The unveil was of course tagged with a catch phrase; “return to darkness” which revolves around medieval/gothic themes instead of high fantasy with not just a dark/moody world, but one that has characters that don’t go over the top when it comes to their effects (which would undermine that sense of darkness) and stories that aren’t always one where good wins.
After awhile, I felt they were taking some of the criticism levied at D3 (not being as dark as D1 or D2) way too literally similar to how D3 designers would say something to the effect about “epic loot” while they missed the mark on the entire reward and trading loop (due to the original auction house, how that impacted the original drop system with layers of RNG involved in what was a poor itemization system that itself, was tied to an on rails skill system.  Even something like taking inspiration from D2’s character select screen (with the campfire) didn’t even evoke a sense of nostalgia for me (maybe it did for others) because bottomline, these are superficial things; a facade.  What makes an ARPG tick are the underlying systems including the effort/reward loop.
To be fair, this leadership are checking off some of the boxes; the darker/grittier theme, the non-linear story/questing, the open (and seamless) shared world, the ability to complete the main story/objectives solo, going back to a more traditional skill tree system.  But this all needs to be brought together with an itemization system that has synergy with a characters development (like what sort of leveling and progression will be implemented for example).

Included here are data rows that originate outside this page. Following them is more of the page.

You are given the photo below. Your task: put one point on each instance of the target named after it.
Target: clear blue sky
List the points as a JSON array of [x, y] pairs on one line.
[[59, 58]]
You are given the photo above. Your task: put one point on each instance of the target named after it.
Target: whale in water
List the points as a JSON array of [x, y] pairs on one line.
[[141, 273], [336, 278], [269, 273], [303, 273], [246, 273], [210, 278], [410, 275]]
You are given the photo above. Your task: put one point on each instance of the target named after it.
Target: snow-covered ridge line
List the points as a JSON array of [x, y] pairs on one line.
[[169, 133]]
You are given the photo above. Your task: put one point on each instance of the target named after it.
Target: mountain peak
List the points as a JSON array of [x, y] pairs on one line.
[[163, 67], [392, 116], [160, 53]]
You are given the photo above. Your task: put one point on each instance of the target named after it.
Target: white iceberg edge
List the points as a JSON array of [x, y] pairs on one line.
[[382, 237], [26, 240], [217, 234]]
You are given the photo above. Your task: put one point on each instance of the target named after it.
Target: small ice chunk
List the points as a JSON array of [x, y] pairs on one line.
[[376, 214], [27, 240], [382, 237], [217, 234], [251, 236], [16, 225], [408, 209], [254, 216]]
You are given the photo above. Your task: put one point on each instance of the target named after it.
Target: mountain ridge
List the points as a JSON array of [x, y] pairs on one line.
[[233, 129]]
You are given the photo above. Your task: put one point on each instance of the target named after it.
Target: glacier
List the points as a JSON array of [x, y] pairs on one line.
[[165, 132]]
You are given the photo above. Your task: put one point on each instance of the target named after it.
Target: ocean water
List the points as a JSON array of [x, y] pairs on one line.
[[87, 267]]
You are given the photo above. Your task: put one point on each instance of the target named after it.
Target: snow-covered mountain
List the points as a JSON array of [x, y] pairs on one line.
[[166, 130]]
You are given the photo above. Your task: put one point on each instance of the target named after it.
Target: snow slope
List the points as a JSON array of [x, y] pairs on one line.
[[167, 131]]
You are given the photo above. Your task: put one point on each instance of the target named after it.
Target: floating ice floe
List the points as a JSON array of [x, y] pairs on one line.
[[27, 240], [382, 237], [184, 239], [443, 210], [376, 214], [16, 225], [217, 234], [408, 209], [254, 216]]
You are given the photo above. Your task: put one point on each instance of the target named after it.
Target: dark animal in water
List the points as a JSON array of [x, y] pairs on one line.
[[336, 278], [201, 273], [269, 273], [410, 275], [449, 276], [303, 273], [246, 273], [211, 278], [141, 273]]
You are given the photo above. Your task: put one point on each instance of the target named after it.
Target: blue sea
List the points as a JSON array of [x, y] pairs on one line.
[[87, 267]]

Echtra Games with all of the accumulated ARPG experience in the team that was put together, hasn’t really been able to dial in the horizontal and vertical progression systems (after several iterations and complete overhauls) in Torchlight Frontiers; I’m still not feeling the frontier design as of the most recent update (Update 9).  I know it’s an updated take on a characters level (and trying to evolve beyond the tried and true formula of the standard leveling system which gives attributes and skills points that you assign).  As far as Blizzard goes, this is going to be one of their primary design challenges unless they managed to hire a few designers with prior ARPG experience.